Audio::FindChunks v0.03 available
From: Ilya Zakharevich (nospam-abuse_at_ilyaz.org)
Date: 04/29/04
- Previous message: Ilya Zakharevich: "MP3::Splitter 0.02 released"
- Messages sorted by: [ date ] [ thread ] [ subject ] [ author ]
Date: Thu, 29 Apr 2004 02:56:05 +0000 (UTC)
NAME
Audio::FindChunks - breaks audio files into sound/silence parts.
SYNOPSIS
use Audio::FindChunks;
# Duplicate input to output, caching RMS values to a file (as a side effect)
Audio::FindChunks->new(rms_filename => 'x.rms', filter => 1)->get('rms_data');
# Output human-readable info, using RMS cache file 'xxx.rms' if present:
Audio::FindChunks->new(cache_rms => 1, filename => 'xxx.mp3',
stem_strip_extension => 1)->output_blocks();
# Remove start/end silence (if longer than 0.2sec):
Audio::FindChunks->new(cache_rms => 1, filename => 'xxx.mp3',
min_actual_silence_sec => 1e100)->split_file();
# Split a multiple-sides tape recording
Audio::FindChunks->new(filename => 'xxx.mp3', min_actual_silence_sec => 11
)->split_file({verbose => 1});
DESCRIPTION
Audio sequence is broken into parts which contain only noise ("gaps"),
and parts with usable signal ("tracks").
The following configuration settings (and defaults) are supported:
# For getting PCM flow (and if averaging data is read from cache)
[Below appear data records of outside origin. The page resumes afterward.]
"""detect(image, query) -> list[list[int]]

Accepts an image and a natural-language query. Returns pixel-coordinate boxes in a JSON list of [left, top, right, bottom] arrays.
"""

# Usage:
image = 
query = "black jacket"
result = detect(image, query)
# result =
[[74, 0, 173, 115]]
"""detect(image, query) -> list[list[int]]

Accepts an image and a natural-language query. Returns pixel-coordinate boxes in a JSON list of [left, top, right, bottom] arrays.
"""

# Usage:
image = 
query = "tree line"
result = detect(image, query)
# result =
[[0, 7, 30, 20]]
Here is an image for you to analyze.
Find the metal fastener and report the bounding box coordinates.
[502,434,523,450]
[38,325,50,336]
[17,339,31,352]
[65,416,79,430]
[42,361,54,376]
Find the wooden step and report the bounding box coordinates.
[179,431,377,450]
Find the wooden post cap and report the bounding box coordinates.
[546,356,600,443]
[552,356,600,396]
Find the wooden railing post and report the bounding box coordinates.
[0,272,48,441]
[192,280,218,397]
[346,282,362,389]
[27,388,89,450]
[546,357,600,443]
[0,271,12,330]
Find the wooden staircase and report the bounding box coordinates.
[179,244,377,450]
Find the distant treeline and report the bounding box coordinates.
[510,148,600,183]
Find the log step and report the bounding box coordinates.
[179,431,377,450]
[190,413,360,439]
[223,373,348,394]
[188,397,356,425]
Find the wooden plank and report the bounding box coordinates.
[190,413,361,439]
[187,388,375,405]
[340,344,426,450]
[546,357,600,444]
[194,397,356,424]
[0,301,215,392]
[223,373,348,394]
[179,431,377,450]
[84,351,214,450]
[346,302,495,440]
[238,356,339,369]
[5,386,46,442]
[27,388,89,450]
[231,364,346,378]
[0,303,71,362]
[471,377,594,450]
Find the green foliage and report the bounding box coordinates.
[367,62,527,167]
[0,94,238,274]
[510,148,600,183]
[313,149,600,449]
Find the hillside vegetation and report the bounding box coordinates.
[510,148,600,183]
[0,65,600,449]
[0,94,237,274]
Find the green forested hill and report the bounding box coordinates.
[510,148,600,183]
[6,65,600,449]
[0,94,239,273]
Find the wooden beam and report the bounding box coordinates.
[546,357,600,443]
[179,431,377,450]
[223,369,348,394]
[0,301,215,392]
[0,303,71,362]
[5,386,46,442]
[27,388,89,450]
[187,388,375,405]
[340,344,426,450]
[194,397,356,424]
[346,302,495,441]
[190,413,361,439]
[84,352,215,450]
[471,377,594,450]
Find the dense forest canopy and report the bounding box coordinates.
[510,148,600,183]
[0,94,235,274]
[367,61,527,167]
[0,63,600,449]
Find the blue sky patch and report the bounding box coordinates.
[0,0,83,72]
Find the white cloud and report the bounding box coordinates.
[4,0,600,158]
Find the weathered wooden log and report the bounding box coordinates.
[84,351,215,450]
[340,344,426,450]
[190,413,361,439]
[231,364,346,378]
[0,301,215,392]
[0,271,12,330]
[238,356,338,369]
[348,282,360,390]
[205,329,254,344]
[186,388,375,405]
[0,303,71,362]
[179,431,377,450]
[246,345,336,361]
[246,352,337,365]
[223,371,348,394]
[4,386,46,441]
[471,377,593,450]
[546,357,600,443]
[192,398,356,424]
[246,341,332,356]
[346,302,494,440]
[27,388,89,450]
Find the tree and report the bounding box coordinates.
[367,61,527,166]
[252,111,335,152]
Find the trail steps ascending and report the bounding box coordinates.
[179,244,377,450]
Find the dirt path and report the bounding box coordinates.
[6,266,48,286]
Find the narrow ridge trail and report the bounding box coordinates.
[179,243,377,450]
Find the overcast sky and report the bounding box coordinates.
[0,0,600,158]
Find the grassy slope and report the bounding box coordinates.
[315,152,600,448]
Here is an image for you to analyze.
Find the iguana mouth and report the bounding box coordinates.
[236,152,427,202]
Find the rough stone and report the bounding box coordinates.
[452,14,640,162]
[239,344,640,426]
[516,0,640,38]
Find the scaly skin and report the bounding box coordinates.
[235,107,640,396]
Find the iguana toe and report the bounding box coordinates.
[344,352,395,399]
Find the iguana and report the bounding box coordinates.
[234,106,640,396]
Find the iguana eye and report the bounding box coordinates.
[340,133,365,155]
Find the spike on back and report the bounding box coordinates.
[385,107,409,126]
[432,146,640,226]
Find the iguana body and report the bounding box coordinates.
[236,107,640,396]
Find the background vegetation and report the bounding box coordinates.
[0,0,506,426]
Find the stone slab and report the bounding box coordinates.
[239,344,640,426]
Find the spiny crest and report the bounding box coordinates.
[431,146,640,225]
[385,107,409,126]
frequency => 44100, # If 'raw_pcm' or 'override_header_info' only
bytes_per_sample => 4, # likewise
channels => 2, # likewise
sizedata => MY_INF, # likewise (how many bytes of PCM to read)
out_fh => \*STDOUT, # mirror WAV/PCM to this FH if 'filter'
# Process non-WAV data:
preprocess => {mp3 => [[qw(lame --silent --decode)], [], ['-']]}, # Second contains extra args to read stdin
# RMS cache (used if 'valid_rms')
rms_extension => '.rms', # Appended to the 'filestem'
# Averaging to RMS info
sec_per_chunk => 0.1, # The window for taking mean square
# thresholds picking from the list of sorted 3-medians of RMS data
threshold_in_sorted_min_rel => 0, # relative position of 'threashold_min'
threshold_in_sorted_min_sec => 1, # shifted by this amount in the list
threshold_factor_min => 1, # the list elt is multiplied by this
threshold_in_sorted_max_rel => 0.5, # likewise
threshold_in_sorted_max_sec => 0, # likewise
threshold_factor_max => 1, # likewise
threshold_ratio => 0.15, # relative position between min/max
# Chunkification: smoothification
above_thres_window => 11, # in units of chunks
above_thres_window_rel => 0.25, # fractions of chunks above threshold
# in a window to make chunk signal
# Splitting into runs of signal/noise
max_tracks => 9999, # fail if more signal/noise runs
min_signal_sec => 5, # such runs of signal are forced
min_silence_sec => 2, # likewise
ignore_signal_sec => 1, # short runs of signal are ignored
min_silence_chunks_merge (see below) # and long resulting runs of silence
# are forced
# Calculate average signal in an interval "deeply inside" silence runs
local_level_ignore_pre_sec => 0.3, # offset the start of this interval
local_level_ignore_pre_rel => 0.02, # additional relative offset
local_level_ignore_post_sec => 0.3, # likewise for end of the interval
local_level_ignore_post_rel => 0.02, # likewise
# Enlargement of signal runs: attach consequent chunks with signal this much
# above this average over the neighbour silence run
local_threshold_factor => 1.05,
# Final enlargement of runs of signal
extend_track_end_sec => 0.5, # Unconditional enlargement
extend_track_begin_sec => 0.3, # likewise
min_boundary_silence_sec => 0.2, # Ignore short silence at start/end
Note that "above_thres_window" is the only value specified directly in
units of chunks; the other *_sec may be optionally specified in units of
chunks by setting the corresponding *_chunks value. Note also that this
window should better be decreased if minimal allowed silence length
parameters are decreased.
These values are mirrored from other values if not explicitly specified:
min_actual_silence_sec << min_silence_sec # Ignore short gaps
min_start_silence_sec << min_boundary_silence_sec # Same at start
min_end_silence_sec << min_boundary_silence_sec # Same at end
min_silence_chunks_merge << min_silence_chunks # See above
cache_rms_write <<< cache_rms # Boolean: write RMS cache
cache_rms_read <<< cache_rms # Boolean: read RMS cache (unless 'filter')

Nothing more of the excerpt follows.